The Screen Actors Guild said yesterday it will authorize a strike
after its contract talks with Hollywood studios failed.
A "full-scale education campaign in support of a strike authorization" will
be launched, said SAG which represents more than 120,000 actors in movies,
television and other media.
The announcement came after SAG adjourned talks with the Alliance of Motion
Picture and Television Producers early yesterday after two marathon
sessions with federal mediator Juan Carlos Gonzalez.
"We have already made difficult decisions and sacrifices in an attempt to
reach agreement," the statement said. "Now it's time for SAG members to stand
united and empower the national negotiating committee to bargain with the
strength of a possible work stoppage behind them."
The statement did not specify what led to the impasse, saying only that
"management continues to insist on terms we cannot responsibly accept."
SAG is seeking union coverage for all Internet-only productions regardless of
budget and residual payments for Internet productions replayed online, as well
as continued actor protections during work stoppages
But the alliance said it was untenable for SAG to demand a better deal
than what writers, directors and another actors union accepted earlier in the
year, especially now that the economy has worsened.
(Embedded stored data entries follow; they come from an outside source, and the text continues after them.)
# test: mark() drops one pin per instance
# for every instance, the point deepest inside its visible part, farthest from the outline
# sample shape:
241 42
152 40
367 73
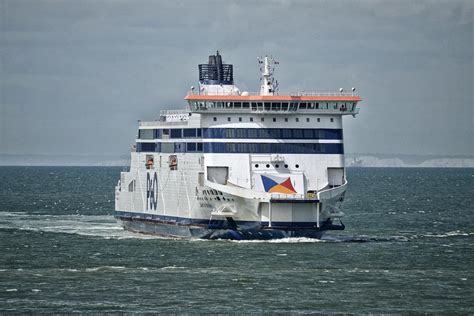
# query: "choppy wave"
102 226
105 226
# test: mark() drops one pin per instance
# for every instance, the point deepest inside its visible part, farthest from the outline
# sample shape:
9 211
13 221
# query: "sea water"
408 247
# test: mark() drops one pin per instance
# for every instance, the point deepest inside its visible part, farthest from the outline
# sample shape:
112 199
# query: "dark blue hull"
220 229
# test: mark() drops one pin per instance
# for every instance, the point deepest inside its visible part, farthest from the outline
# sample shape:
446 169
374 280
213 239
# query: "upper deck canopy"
296 98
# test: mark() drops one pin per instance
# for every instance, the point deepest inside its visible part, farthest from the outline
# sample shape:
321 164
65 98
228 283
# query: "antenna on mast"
268 84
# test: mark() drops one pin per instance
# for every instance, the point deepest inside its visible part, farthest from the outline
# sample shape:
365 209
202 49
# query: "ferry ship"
239 165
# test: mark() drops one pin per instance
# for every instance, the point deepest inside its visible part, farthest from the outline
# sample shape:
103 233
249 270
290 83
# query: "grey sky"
76 75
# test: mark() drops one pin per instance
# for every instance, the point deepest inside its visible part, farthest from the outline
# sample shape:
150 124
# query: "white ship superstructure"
238 165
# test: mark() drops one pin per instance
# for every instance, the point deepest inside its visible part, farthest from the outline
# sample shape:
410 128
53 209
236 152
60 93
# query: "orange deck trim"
197 97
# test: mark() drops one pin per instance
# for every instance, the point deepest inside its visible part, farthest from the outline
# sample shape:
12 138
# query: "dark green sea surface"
408 247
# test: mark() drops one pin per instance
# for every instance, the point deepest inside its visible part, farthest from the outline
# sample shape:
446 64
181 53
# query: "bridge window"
176 133
189 132
145 134
191 147
308 133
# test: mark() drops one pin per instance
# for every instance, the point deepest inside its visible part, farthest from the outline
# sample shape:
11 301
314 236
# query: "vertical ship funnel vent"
215 72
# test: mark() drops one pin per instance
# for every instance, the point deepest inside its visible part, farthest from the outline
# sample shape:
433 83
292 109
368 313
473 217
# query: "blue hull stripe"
214 223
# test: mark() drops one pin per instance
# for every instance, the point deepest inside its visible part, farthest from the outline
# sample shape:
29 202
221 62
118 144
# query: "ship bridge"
317 103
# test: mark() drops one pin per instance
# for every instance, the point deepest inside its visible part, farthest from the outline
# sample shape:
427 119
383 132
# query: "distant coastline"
352 160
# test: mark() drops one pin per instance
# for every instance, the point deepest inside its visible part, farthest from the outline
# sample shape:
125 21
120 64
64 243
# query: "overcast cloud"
76 75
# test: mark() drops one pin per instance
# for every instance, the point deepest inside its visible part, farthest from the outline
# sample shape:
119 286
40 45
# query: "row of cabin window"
170 133
253 133
274 119
274 148
277 148
169 147
253 148
273 133
275 106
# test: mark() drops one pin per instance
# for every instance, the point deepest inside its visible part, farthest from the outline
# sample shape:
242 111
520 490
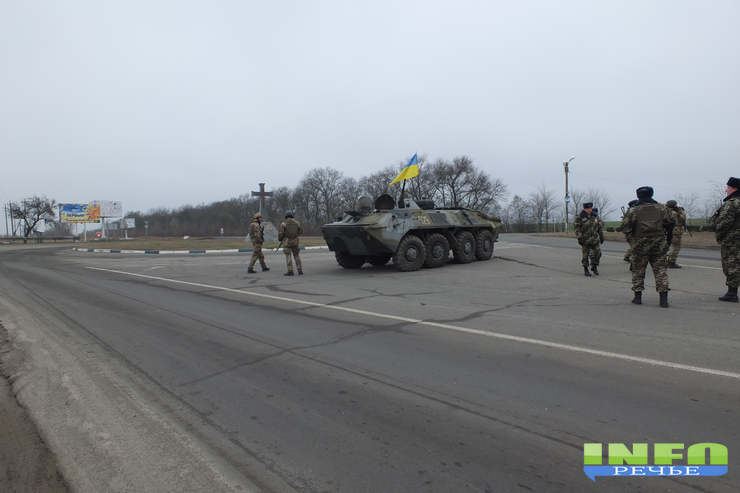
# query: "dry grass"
702 239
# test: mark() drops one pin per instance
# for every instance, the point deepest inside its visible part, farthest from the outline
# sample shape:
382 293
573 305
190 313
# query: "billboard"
109 209
79 213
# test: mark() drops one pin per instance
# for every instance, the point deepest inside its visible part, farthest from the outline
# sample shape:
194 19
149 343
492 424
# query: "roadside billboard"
109 208
79 213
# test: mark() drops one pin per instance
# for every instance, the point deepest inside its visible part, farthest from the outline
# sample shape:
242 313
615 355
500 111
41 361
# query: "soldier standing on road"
290 229
646 226
727 232
257 235
680 215
628 253
590 235
595 213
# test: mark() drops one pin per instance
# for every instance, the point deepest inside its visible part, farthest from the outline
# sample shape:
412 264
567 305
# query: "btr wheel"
438 248
484 245
464 251
378 260
349 261
410 254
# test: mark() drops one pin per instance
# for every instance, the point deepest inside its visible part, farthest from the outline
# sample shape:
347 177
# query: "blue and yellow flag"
409 171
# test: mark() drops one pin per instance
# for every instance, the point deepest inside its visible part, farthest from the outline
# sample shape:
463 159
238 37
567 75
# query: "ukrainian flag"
409 171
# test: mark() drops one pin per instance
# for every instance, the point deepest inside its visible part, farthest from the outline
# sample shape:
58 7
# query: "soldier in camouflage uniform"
727 232
646 226
628 253
257 235
595 213
288 235
680 215
590 235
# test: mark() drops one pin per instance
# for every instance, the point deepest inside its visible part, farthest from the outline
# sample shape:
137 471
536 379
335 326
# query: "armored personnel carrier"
411 233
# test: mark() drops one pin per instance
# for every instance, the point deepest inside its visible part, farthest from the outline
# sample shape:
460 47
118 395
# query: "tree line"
325 193
322 194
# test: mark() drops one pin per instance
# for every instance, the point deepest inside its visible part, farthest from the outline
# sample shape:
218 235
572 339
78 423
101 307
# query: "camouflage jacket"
629 221
589 229
289 242
256 233
727 226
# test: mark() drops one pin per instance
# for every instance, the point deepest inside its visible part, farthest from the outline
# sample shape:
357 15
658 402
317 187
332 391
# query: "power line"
639 184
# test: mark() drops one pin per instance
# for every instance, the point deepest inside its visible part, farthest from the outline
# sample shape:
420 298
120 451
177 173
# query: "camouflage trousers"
730 252
593 251
675 247
650 251
257 255
296 252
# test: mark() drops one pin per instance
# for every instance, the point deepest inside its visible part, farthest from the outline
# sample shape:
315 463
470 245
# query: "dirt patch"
25 462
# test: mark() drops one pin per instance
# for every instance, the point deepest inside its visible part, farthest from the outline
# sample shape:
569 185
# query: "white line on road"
564 347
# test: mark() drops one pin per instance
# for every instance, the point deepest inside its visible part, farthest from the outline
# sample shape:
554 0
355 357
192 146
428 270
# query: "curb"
186 252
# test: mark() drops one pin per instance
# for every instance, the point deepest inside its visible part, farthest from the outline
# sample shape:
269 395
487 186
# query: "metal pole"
567 196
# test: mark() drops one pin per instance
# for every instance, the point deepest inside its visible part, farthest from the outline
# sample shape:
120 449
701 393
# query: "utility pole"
567 195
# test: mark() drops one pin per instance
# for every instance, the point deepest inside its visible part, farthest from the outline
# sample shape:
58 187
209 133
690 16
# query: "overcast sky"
165 103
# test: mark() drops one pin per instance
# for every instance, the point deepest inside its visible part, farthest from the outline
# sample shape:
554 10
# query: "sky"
167 103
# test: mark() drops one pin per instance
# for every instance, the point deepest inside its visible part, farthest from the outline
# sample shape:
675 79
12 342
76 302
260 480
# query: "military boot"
664 299
731 295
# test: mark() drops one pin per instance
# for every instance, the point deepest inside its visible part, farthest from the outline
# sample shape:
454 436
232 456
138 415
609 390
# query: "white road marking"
526 340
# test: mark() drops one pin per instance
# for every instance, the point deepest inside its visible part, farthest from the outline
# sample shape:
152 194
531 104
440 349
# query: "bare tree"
321 192
33 211
544 206
690 203
517 216
712 202
461 184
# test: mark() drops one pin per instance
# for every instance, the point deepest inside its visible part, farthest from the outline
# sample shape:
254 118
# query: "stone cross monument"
262 194
271 231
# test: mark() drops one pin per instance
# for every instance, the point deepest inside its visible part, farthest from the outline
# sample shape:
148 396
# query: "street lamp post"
567 196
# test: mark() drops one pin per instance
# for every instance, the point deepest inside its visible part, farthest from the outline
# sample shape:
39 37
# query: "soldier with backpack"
288 234
727 233
648 227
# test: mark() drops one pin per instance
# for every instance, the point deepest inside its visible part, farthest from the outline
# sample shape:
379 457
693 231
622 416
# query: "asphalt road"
183 373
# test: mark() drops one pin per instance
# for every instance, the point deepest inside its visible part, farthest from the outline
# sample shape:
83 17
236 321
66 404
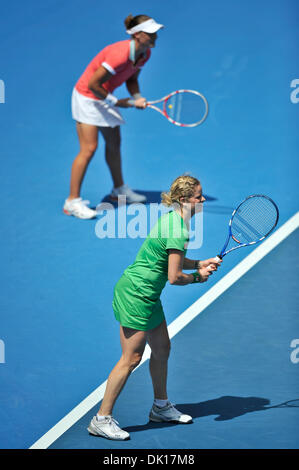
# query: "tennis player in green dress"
138 308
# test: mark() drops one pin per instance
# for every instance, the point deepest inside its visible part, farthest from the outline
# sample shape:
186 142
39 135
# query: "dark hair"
132 21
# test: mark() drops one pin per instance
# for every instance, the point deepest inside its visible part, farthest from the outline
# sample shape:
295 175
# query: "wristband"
111 99
196 277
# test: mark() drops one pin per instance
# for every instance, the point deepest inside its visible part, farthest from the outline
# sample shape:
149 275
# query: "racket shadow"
225 408
152 197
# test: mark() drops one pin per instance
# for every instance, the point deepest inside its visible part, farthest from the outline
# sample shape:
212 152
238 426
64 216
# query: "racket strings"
185 108
254 219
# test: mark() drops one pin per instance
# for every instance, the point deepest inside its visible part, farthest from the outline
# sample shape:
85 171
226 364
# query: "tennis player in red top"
95 108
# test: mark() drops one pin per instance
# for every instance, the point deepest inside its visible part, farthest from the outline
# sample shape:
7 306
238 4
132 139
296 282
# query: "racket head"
254 219
186 108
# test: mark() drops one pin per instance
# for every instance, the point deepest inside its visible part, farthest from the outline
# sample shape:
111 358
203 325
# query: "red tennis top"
116 59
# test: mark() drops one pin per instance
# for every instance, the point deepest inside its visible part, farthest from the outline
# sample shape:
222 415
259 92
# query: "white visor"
148 26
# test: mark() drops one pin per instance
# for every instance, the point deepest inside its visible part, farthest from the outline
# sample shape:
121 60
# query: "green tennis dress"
136 301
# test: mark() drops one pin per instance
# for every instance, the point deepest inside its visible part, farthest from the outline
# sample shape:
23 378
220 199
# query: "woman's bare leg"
88 138
133 344
158 340
112 153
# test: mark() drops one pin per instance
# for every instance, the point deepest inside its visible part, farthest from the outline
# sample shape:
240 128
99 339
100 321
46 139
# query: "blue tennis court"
234 366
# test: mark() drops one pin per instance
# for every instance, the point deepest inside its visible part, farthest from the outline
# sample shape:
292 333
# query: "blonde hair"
183 186
132 21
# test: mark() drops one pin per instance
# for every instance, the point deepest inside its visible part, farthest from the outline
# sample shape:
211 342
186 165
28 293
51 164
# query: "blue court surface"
235 365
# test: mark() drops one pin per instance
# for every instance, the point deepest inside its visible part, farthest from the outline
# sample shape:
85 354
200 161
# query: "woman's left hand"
213 262
140 103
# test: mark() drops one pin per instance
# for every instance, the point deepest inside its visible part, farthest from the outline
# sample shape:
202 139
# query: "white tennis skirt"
94 112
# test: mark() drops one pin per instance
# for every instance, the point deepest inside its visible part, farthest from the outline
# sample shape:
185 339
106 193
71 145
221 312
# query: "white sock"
160 403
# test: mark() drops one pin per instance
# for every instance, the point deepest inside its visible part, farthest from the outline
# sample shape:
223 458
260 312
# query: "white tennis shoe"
107 427
168 414
78 208
130 195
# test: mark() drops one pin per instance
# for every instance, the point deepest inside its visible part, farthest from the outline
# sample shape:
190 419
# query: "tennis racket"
251 222
184 108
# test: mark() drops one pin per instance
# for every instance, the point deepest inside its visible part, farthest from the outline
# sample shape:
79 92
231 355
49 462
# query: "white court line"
177 325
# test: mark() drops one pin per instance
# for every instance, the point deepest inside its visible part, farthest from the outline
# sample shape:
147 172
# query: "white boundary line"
177 325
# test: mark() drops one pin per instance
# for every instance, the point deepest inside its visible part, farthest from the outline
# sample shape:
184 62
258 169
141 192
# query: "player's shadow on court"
225 408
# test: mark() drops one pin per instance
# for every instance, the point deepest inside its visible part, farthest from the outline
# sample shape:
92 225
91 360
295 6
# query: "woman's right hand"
140 103
206 272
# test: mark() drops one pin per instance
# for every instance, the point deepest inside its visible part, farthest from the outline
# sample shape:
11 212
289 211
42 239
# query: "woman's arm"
95 85
132 85
190 263
175 269
197 264
177 277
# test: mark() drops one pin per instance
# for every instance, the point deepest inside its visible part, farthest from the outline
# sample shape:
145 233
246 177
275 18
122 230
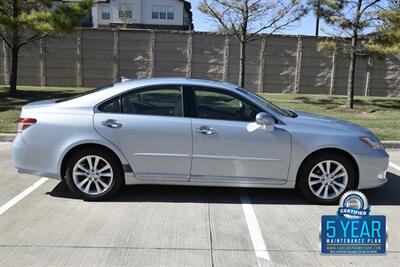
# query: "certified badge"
353 230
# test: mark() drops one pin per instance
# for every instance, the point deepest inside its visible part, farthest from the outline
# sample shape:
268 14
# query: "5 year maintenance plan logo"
353 230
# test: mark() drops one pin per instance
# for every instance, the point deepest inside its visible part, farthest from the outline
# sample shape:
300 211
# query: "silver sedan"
192 132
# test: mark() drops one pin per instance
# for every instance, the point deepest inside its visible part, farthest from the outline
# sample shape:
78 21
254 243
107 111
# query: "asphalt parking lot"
175 226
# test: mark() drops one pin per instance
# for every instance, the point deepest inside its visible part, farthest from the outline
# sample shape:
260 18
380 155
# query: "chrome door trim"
232 179
161 177
163 155
233 158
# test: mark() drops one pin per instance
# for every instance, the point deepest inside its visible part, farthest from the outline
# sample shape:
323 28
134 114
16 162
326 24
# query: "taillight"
24 123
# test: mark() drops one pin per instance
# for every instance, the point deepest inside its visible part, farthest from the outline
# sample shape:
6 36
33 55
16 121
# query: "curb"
387 144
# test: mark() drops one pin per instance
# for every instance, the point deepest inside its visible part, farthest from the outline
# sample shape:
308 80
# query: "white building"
144 14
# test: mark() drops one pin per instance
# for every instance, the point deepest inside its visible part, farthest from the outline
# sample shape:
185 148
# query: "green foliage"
25 21
244 19
377 27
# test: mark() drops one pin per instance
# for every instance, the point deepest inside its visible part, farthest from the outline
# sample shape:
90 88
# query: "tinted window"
111 106
222 106
262 101
162 102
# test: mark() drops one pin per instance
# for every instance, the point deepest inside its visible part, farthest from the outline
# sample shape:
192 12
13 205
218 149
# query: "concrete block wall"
291 64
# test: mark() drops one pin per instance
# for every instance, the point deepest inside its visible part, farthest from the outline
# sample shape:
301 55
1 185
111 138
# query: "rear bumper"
372 169
27 159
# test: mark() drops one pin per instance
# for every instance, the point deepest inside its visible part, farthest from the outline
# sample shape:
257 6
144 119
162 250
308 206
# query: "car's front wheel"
93 174
325 177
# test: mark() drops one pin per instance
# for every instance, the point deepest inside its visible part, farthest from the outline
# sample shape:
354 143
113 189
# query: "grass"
379 114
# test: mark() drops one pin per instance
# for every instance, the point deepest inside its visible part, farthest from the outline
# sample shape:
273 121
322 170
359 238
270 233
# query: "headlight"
373 143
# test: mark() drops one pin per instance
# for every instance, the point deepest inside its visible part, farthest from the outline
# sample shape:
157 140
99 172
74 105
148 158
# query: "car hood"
331 122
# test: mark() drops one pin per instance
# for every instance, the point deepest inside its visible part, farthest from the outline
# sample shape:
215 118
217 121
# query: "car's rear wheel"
325 177
94 174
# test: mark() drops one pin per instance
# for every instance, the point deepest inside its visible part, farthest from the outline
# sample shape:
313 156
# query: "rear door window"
159 101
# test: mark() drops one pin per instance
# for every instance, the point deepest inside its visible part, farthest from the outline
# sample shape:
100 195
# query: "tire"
311 177
105 179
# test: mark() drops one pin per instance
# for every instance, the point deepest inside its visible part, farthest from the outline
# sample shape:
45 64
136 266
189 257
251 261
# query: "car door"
148 126
229 147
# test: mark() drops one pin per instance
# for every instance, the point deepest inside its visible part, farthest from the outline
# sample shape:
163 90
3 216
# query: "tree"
355 19
245 20
317 11
26 21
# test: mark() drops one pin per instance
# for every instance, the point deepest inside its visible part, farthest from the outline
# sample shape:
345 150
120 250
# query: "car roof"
132 84
93 98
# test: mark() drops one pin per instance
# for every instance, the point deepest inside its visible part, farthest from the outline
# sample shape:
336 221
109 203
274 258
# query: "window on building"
105 12
125 11
170 14
163 12
154 12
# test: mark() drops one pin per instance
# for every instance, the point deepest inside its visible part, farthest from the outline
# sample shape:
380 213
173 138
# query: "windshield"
82 94
265 103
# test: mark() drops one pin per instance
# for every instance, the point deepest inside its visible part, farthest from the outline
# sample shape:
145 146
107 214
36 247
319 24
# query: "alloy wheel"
92 175
328 179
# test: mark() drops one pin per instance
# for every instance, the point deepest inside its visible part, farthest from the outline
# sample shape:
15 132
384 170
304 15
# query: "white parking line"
260 249
394 166
21 195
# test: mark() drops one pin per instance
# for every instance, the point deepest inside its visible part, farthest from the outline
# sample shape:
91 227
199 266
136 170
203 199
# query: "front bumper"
372 169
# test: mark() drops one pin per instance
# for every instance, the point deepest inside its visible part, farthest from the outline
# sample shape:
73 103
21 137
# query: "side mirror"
266 120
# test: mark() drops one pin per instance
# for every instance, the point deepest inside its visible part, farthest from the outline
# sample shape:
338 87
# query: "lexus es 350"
181 131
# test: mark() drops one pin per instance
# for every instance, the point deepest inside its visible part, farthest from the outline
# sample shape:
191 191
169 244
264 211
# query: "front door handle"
112 124
205 130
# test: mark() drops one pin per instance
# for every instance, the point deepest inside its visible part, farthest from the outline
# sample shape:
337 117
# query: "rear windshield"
82 94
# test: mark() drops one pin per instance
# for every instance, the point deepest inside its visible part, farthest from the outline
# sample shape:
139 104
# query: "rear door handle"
206 130
112 124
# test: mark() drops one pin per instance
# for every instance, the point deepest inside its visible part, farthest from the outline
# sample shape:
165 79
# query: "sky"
202 23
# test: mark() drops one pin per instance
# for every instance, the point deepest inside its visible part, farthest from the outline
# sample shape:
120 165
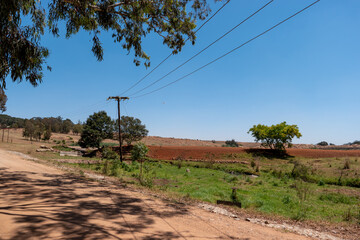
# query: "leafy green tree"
3 100
29 130
138 153
277 136
322 143
98 126
77 129
47 134
23 22
231 143
131 129
66 126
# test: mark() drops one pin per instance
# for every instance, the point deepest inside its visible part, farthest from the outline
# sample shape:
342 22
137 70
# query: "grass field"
269 191
320 189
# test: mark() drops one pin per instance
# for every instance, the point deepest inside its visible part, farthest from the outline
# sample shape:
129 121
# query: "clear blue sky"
305 72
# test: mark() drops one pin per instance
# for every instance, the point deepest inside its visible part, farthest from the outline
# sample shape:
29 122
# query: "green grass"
268 193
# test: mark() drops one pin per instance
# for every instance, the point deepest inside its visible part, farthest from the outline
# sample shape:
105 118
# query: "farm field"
308 186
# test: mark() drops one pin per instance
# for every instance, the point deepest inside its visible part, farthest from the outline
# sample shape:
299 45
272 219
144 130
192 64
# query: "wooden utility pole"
118 99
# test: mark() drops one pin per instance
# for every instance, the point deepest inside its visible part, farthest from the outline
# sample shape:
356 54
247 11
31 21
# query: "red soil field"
203 153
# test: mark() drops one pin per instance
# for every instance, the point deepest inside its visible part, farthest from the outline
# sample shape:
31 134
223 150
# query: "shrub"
276 136
108 153
300 171
347 164
252 164
231 143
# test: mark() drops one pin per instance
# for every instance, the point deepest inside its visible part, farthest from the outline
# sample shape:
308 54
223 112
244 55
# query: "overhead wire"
222 56
204 49
164 60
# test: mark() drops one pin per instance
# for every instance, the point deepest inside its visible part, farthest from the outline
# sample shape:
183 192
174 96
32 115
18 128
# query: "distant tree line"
38 128
56 125
99 126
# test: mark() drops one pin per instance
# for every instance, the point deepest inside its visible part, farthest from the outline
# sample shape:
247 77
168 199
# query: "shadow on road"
50 206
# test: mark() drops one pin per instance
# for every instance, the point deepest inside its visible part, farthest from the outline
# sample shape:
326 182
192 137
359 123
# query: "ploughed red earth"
204 153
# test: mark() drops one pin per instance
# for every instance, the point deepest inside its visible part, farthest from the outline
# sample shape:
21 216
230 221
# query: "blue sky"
305 72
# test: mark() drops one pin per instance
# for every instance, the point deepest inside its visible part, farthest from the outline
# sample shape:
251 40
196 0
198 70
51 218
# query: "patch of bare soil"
196 152
41 202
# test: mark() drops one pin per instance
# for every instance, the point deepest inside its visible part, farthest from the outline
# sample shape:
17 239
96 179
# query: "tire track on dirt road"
41 202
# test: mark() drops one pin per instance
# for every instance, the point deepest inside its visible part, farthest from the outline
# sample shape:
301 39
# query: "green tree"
138 153
23 22
277 136
29 130
231 143
77 129
66 126
322 143
131 129
3 100
47 134
98 126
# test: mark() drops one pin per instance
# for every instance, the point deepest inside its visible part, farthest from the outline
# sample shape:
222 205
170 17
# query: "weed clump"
347 164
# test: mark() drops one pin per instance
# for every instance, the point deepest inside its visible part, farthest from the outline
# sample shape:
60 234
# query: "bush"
108 153
300 171
277 136
347 164
231 143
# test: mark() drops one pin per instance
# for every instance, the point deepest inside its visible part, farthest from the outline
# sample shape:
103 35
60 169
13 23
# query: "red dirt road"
192 152
41 202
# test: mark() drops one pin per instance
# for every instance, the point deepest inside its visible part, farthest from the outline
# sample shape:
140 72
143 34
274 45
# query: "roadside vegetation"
295 188
298 188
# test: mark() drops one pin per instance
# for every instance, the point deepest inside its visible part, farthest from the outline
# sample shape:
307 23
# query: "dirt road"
41 202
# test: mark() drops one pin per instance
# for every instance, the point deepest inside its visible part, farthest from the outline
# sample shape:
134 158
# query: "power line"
139 81
245 43
204 49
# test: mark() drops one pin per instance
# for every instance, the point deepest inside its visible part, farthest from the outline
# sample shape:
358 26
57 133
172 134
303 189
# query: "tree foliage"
131 129
277 136
139 151
98 126
35 129
77 129
3 100
23 22
322 143
231 143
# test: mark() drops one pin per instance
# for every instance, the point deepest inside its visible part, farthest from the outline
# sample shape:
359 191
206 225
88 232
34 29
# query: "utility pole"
118 99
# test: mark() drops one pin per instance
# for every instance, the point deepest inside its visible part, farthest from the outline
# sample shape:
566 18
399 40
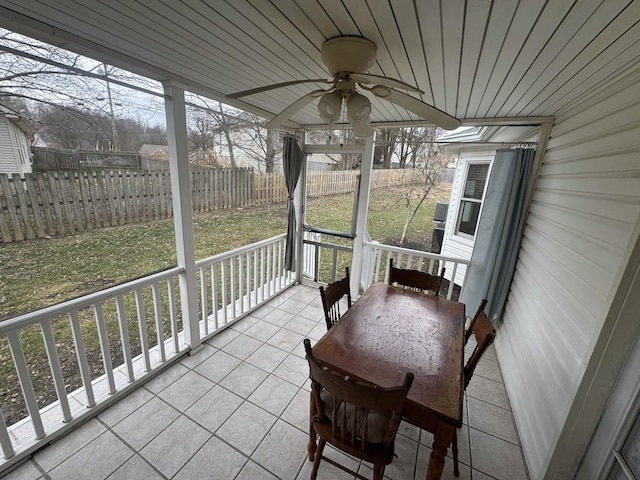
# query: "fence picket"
22 204
69 201
11 207
35 204
77 211
56 203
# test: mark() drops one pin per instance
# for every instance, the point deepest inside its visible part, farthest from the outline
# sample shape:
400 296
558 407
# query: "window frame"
462 200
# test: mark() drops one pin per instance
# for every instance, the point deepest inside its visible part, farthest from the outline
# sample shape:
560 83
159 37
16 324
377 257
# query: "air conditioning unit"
441 212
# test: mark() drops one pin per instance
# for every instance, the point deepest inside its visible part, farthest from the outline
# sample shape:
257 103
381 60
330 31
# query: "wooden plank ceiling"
474 59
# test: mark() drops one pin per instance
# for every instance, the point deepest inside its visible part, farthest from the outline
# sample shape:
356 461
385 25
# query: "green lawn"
38 273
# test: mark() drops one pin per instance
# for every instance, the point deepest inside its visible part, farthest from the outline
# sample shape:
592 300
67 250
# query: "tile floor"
238 409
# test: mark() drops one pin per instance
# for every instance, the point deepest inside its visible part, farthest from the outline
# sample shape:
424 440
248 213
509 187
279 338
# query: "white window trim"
461 198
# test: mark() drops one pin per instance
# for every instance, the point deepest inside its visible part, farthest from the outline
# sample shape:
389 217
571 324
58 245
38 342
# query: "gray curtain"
292 158
499 232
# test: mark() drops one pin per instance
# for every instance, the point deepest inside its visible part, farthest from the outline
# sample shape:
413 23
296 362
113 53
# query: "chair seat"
376 422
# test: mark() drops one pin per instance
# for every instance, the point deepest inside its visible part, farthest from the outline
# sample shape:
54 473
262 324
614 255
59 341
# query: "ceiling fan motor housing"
348 54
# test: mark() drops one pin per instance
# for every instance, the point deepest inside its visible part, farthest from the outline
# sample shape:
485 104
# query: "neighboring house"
15 140
157 151
474 149
569 341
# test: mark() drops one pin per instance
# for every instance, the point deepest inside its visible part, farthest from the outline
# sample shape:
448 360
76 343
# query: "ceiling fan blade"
293 108
426 111
389 82
266 88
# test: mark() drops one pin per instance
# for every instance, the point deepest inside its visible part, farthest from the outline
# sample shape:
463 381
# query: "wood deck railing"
49 204
139 331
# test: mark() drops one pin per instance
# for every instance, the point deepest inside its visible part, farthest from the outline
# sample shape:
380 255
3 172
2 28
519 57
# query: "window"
471 200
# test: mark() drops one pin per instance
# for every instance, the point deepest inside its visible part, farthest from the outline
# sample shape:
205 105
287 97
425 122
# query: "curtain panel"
292 158
499 231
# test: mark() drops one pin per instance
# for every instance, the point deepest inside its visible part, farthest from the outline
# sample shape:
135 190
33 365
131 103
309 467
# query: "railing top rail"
326 231
408 251
238 251
63 308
Earlier this week, the producers' group said it had reached its sixth labor
deal this year, a tentative agreement on a three-year contract with the local
branches of the International Alliance of Theatrical Stage Employees, Moving
Picture Technicians, Artists and Allied Crafts, accounting for 35,000 workers.
The stagehands alliance accepted Internet provisions that were modeled on
agreements with other unions, the producers group said.
Actors in prime-time television shows and movies have been working under the
terms of a contract that expired June 30, with the hope of avoiding a repeat of
the 100-day writers strike which shut down production of dozens of TV shows and
cost the Los Angeles area economy an estimated 2.5 billion dollars.